Friday, February 19, 2010

Inmate wins constitutional challenge to contraband punishment

Even inmates have rights. They cannot be charged with violating prison rules without due process. The in-house rules have to be clear so that inmates are on notice of all behavioral standards. Lawsuits against Department of Corrections challenging inmate punishments usually fail, but not always.

The case is Farid v. Ellen, decided on January 28. Farid was an inmate who was involved with the DOCS-approved Long Termers Committee (LTC), an inmate group that focuses on inmates with long sentences. When officers searched Farid's cell, they found booklets entitled, "The Politics of Parole," a publication which criticized parole policies and practices and which appeared to be published by the LTC but was not authorized by DOCS or LTC. In light of the prison's contraband rules which prohibit inmates from possessing "any item unless it has been specifically authorized" by jail officials, the prison deemed the booklet contraband and Farid was sentenced to solitary confinement.

Farid wins this appeal in the Second Circuit (Calabresi, Sack and Wesley) because that rule about unauthorized possession of items in the jail did not place Farid on notice that his booklet was contraband. True, the booklet violated LTC rules because that committee did not authorize Fahid's publication. But he was not charged with violating LTC rules; he was charged with violating prison rules, which did not specifically prohibit publications like this. Under the prison's rules, the pamphlet was not contraband. Moreover, the rules governing inmate behavior gave prison officials unbounded discretion to decide what was "specifically authorized" in the facility. That discretion also violates the Constitution.

In defending the case, the state invoked qualified immunity, a doctrine which gives public officials the benefit of the doubt in close constitutional cases. But this is not a close case, Judge Calabresi says:

We have no trouble concluding that the right not to be punished under one set of rules for violations of another is clearly established. The very essence of constitutional prohibitions on vagueness is that rules must give notice of the conduct that they (not another set of rules) prohibit, and must constrain the discretion of officials who apply them. This is impossible where prohibitions and punishments are set out in one set of rules, but officials remain free to impose punishments established in an entirely different set of rules not referenced by the first.

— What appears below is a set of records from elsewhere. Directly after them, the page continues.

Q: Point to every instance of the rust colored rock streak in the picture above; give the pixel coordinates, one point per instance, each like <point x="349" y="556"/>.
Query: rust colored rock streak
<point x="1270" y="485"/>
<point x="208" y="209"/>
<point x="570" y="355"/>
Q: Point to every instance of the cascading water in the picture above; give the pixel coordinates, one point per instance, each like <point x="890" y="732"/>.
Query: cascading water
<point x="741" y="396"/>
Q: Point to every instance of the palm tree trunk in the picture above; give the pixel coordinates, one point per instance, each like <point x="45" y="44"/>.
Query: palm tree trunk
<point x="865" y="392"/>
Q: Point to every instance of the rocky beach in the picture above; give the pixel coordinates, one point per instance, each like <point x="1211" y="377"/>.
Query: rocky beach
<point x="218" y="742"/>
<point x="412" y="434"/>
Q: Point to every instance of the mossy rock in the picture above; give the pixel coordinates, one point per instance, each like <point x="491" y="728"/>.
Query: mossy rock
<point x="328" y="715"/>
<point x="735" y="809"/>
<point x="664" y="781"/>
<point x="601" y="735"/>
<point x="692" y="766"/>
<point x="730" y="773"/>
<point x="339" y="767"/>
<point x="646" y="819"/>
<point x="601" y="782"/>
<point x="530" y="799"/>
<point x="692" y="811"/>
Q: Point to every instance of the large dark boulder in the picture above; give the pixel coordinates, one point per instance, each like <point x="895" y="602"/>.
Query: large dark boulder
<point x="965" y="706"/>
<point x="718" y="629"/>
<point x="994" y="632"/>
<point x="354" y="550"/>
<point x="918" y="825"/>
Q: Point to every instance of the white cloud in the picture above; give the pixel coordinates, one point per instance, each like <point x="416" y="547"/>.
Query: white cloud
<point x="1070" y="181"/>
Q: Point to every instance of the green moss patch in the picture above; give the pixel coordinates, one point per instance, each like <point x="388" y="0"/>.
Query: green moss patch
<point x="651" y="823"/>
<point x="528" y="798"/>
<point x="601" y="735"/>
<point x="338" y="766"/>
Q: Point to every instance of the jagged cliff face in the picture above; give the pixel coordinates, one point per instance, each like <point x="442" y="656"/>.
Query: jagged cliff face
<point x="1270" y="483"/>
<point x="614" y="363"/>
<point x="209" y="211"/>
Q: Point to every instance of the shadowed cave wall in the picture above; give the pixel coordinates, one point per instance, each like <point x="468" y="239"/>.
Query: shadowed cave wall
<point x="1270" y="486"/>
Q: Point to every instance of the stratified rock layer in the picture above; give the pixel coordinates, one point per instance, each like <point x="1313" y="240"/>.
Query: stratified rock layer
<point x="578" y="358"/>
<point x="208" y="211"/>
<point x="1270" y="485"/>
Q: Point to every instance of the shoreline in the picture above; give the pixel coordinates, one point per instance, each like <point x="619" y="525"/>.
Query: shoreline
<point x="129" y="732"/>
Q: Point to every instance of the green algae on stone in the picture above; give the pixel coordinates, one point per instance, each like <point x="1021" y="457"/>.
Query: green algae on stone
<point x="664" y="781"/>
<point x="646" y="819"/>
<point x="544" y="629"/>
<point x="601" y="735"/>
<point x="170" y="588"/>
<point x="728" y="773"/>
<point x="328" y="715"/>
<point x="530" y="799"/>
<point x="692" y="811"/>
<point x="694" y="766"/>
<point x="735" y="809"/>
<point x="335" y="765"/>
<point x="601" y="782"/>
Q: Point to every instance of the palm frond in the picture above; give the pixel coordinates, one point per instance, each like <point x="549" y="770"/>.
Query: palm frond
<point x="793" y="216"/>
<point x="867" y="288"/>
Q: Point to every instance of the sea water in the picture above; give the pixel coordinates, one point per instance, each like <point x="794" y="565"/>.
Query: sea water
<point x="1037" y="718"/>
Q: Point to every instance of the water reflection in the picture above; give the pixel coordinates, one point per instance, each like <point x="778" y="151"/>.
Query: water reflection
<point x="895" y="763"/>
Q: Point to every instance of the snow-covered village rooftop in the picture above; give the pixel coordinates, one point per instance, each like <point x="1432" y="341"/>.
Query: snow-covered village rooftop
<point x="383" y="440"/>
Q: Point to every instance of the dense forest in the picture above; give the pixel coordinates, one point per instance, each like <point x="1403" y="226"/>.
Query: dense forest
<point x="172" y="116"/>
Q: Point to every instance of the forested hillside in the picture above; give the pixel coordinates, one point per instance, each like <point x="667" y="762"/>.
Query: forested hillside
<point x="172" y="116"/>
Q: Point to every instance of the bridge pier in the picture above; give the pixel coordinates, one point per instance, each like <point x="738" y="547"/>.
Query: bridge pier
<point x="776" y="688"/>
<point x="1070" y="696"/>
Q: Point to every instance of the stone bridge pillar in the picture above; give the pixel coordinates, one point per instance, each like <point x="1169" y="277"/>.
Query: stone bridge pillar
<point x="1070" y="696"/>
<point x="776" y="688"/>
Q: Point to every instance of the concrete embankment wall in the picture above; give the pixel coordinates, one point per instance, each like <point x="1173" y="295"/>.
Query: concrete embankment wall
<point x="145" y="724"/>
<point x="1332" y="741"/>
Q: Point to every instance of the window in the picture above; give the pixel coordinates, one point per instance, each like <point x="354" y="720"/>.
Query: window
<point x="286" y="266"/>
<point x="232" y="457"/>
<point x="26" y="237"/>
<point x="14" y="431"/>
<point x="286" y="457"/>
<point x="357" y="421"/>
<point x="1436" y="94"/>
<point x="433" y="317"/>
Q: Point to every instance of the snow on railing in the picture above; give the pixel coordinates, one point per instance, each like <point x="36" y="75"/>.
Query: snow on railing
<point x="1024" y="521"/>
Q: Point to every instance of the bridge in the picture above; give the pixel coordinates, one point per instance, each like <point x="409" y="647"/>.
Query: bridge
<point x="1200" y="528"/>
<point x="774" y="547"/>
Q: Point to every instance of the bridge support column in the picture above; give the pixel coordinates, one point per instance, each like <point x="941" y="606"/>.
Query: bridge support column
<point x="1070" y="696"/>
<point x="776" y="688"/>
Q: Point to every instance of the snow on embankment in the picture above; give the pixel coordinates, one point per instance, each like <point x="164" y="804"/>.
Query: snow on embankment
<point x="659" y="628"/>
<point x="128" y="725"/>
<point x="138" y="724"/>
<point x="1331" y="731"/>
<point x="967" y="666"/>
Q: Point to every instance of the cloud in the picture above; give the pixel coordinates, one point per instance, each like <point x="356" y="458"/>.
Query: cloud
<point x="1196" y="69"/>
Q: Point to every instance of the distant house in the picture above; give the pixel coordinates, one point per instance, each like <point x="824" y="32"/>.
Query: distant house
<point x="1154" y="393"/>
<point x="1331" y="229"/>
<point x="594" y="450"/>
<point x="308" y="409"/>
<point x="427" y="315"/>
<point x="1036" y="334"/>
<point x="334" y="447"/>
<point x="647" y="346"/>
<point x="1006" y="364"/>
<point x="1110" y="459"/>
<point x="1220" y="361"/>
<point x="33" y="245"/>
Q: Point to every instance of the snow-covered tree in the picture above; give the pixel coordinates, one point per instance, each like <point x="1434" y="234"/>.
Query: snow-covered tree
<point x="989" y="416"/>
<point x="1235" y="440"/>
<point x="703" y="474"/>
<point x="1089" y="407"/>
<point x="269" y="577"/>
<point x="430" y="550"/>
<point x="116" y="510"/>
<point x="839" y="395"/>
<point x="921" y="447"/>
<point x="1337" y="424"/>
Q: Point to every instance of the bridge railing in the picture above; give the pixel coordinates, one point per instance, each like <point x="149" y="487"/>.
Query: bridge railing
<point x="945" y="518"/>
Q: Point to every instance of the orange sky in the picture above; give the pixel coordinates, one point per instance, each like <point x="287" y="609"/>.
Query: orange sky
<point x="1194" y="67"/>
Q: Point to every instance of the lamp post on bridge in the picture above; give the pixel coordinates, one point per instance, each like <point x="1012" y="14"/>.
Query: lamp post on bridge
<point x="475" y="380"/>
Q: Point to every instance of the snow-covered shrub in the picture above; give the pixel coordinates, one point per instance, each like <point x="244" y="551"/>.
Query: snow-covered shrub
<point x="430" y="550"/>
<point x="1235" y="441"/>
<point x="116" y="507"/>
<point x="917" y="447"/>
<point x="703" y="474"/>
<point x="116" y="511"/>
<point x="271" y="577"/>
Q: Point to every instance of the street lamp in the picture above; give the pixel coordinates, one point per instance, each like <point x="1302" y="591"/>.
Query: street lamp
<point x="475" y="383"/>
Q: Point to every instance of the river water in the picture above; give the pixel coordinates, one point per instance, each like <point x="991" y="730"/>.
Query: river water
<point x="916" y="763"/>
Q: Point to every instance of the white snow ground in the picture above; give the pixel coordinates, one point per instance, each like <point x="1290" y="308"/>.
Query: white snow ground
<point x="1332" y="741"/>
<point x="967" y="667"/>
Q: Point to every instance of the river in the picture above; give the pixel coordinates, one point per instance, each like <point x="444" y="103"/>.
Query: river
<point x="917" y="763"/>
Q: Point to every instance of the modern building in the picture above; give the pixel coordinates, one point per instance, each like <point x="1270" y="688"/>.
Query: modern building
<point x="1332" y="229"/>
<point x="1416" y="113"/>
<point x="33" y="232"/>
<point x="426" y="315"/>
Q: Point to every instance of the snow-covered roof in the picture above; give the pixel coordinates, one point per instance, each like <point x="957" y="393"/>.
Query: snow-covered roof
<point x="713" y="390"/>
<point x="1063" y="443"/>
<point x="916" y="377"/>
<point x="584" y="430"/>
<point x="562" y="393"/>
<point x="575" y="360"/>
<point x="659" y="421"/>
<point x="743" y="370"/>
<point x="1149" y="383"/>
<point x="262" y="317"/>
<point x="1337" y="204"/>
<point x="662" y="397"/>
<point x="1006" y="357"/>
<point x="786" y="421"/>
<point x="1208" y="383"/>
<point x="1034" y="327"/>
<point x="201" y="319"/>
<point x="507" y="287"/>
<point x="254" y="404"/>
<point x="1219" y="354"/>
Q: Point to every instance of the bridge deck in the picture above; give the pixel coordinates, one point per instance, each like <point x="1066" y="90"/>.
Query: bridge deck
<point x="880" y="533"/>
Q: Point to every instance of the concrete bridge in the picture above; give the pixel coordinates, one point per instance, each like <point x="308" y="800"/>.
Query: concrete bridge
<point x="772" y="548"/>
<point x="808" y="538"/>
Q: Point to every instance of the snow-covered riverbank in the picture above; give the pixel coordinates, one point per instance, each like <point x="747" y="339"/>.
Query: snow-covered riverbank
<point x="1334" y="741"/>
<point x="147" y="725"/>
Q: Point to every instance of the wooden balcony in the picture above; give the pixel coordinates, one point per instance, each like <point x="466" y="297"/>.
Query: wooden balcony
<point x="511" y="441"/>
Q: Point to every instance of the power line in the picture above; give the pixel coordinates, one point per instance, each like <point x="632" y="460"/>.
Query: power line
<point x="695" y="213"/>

What makes the Court's qualified immunity analysis interesting is that qualified immunity is usually denied when other cases on point had already prohibited the challenged governmental decision. There are no cases involving the vagueness of the precise regulations at issue in this case, but precedent clearly foreshadows the Court of Appeals' analysis. As Judge Calabresi sees it, Chatin v. Coombe, 186 F.3d 82 (2d Cir. 1999), "comes mighty close to holding the conduct here at issue to be unlawful." In that case, "we held that prisoners are not required to synthesize prison regulations with other potentially relevant restrictions on their conduct." The Court concludes, "Here, too, we reject Defendants’ argument that Farid should have read the contraband and smuggling rules alongside the LTC’s internal by-laws and interpreted them in conjunction as saying that conduct barred under the latter is punishable under the former."